Further, A1c levels show substantial improvements with resistance training. When individuals performed resistance exercises, for each 60 minutes of exercise per week there was a 13% reduction in risk for type 2 diabetes. Even in sarcopenia interventions for individuals in this population range from 7-39 sets of exercises per week. Our reluctance to add load in most populations can lead to suboptimal volume. As there may be limits to how many reps someone can perform per set without losing focus, and adding sets is significantly more taxing.

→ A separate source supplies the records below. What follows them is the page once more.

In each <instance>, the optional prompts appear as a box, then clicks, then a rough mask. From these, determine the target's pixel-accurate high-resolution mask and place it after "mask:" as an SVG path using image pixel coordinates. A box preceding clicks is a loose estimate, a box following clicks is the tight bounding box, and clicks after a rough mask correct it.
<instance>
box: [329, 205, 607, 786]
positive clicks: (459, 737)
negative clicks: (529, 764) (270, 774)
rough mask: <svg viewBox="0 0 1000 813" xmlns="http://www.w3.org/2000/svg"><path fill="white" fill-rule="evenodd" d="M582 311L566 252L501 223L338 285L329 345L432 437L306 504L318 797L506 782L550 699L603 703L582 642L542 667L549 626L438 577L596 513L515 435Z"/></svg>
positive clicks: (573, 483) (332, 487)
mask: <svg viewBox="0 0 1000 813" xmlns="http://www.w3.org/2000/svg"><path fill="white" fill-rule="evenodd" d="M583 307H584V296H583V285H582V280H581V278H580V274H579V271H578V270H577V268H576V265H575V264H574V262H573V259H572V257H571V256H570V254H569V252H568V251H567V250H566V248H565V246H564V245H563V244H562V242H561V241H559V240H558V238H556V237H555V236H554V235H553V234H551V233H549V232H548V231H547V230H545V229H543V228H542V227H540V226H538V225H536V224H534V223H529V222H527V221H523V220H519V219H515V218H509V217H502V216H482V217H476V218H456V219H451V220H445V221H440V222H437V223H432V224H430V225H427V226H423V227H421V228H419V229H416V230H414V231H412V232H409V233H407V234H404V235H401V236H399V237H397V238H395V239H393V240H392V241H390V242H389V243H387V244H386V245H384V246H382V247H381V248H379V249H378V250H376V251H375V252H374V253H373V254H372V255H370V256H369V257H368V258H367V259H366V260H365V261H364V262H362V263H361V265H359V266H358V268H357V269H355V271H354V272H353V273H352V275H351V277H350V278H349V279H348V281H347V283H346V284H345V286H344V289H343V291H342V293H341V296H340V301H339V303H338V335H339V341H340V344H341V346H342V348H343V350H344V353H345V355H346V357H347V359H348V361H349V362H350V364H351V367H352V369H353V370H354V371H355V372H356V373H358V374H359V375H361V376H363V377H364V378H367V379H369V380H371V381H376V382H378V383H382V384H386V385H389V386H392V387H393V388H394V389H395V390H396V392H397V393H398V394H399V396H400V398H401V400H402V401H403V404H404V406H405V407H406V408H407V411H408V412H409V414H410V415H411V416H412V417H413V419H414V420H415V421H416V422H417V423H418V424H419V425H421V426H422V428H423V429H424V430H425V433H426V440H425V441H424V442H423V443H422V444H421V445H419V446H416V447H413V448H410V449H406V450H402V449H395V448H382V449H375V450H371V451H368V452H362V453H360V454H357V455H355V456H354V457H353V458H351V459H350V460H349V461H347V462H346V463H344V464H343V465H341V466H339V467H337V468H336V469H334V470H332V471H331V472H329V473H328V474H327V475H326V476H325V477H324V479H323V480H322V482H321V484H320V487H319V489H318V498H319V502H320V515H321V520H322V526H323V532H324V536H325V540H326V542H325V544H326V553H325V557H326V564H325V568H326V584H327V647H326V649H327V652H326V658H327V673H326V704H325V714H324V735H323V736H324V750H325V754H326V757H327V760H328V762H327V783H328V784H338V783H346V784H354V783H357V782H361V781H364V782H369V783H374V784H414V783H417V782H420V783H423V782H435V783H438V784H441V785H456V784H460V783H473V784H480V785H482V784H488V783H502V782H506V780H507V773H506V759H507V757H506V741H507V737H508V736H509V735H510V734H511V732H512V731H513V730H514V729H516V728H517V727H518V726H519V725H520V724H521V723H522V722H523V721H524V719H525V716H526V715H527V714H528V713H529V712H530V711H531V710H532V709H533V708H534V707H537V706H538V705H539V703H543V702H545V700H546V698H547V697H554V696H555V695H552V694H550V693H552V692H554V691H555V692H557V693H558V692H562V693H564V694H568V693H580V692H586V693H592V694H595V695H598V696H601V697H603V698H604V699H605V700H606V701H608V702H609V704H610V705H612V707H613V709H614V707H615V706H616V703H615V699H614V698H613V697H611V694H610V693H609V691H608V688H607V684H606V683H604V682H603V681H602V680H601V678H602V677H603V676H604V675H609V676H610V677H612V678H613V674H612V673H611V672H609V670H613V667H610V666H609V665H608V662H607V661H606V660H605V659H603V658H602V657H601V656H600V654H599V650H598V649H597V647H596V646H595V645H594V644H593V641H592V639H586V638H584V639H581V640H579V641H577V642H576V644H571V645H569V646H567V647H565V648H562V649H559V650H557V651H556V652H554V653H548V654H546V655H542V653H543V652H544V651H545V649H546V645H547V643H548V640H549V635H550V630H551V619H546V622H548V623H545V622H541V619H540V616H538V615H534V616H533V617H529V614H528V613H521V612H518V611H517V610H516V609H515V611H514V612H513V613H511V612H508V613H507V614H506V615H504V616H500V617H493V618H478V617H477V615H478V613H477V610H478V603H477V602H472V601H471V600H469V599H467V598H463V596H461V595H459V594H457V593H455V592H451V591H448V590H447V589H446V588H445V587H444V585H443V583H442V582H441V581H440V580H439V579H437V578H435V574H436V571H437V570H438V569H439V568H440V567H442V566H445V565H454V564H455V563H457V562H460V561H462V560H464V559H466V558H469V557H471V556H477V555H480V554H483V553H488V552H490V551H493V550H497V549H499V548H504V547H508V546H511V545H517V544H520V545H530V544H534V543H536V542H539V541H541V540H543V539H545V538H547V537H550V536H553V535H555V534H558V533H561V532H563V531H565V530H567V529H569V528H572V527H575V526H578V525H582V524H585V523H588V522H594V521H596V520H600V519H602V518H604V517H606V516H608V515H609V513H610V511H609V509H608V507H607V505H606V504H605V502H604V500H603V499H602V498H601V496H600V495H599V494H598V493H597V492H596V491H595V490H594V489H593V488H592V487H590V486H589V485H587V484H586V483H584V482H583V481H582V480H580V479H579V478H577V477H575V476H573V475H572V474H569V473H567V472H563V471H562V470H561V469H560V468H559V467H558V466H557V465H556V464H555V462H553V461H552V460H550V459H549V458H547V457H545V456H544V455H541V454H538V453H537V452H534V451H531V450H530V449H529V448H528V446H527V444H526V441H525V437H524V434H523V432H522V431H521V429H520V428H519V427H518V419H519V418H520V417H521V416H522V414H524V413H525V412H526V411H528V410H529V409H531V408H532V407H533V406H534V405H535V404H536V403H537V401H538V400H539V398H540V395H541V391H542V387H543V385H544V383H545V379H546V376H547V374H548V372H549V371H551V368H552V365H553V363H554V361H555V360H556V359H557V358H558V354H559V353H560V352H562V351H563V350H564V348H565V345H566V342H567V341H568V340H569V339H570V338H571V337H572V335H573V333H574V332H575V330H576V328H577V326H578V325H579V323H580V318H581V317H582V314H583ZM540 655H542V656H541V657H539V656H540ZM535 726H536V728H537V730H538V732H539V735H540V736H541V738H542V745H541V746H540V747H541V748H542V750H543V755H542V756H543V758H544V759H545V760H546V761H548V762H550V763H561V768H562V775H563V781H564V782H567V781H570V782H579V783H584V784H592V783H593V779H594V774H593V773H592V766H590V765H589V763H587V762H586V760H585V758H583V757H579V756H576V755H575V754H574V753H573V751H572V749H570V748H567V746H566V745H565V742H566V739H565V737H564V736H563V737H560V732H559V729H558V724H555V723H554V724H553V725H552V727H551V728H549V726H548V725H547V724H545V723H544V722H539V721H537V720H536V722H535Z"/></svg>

So by not adjusting load we are shying away from the easiest variable to adjust. Additionally, as mentioned previously the absolute load is what drives mechanical tension and many positive adaptations associated with resistance exercise. And without adjusting volume we could be missing out on benefits, especially for elderly patients/clients, as as we age we also become more metabolically resistant, where processes involving protein synthesis are slower/blunted, and may require more volume. In addition, this is safe.

As seen in the LIFTMOR trials where individuals performed 80-85% of their 1RM on squat, deadlift, and overhead press. Some articles also have individuals do 90% of their 1RM. To date, there is a lack of consensus on the high-end threshold for resistance exercise volume. A minimum of 10 sets per week is required to see substantial improvements in most untrained individuals. We also need to ensure adequate program design focusing on maximizing volume with loads of at least 65%+ of 1RM. The benefits of exercise are numerous but we need to remember to not underdose the medication.

And remember:

“Frailty is not a contra-indication to physical activity, rather it may be one of the most important indications to prescribe physical exercise.”

References:
  1. Aguirre LE, Villareal DT. Physical Exercise as Therapy for Frailty. Nestle Nutr Inst Workshop Ser. 2015;83:83-92. doi:10.1159/000382065
  2. Brad J. Schoenfeld, Dan Ogborn & James W. Krieger (2017) Dose-response relationship between weekly resistance training volume and increases in muscle mass: A systematic review and meta-analysis, Journal of Sports Sciences, 35:11, 1073-1082, DOI: 10.1080/02640414.2016.1210197
  3. Borde R, Hortobágyi T, Granacher U. Dose-Response Relationships of Resistance Training in Healthy Old Adults: A Systematic Review and Meta-Analysis. Sports Med. 2015;45(12):1693-1720. doi:10.1007/s40279-015-0385-9
  4. Androulakis-Korakakis P, Fisher JP, Steele J. The Minimum Effective Training Dose Required to Increase 1RM Strength in Resistance-Trained Men: A Systematic Review and Meta-Analysis. Sports Med. 2020;50(4):751-765. doi:10.1007/s40279-019-01236-0
  5. Schoenfeld, B.J., et al., Effects of Low- Versus High-Load Resistance Training on Muscle Strength and Hypertrophy in Well-Trained Men. J Strength Cond Res, 2015. 29(10): p. 2954-63.
  6. Watson, S. L., Weeks, B. K., Weis, L. J., Horan, S. A., & Beck, B. R. (2015). Heavy resistance training is safe and improves bone, function, and stature in postmenopausal women with low to very low bone mass: novel early findings from the LIFTMOR trial. Osteoporosis International, 26(12), 2889-2894.
  7. Harding AT, Weeks BK, Lambert C, Watson SL, Weis LJ, Beck BR. A Comparison of Bone-Targeted Exercise Strategies to Reduce Fracture Risk in Middle-Aged and Older Men with Osteopenia and Osteoporosis: LIFTMOR-M Semi-Randomized Controlled Trial. J Bone Miner Res. 2020;35(8):1404-1414. doi:10.1002/jbmr.4008
  8. Fiatarone MA, Marks EC, Ryan ND, Meredith CN, Lipsitz LA, Evans WJ. High-intensity strength training in nonagenarians. Effects on skeletal muscle. JAMA. 1990 Jun 13;263(22):3029-34. PMID: 2342214.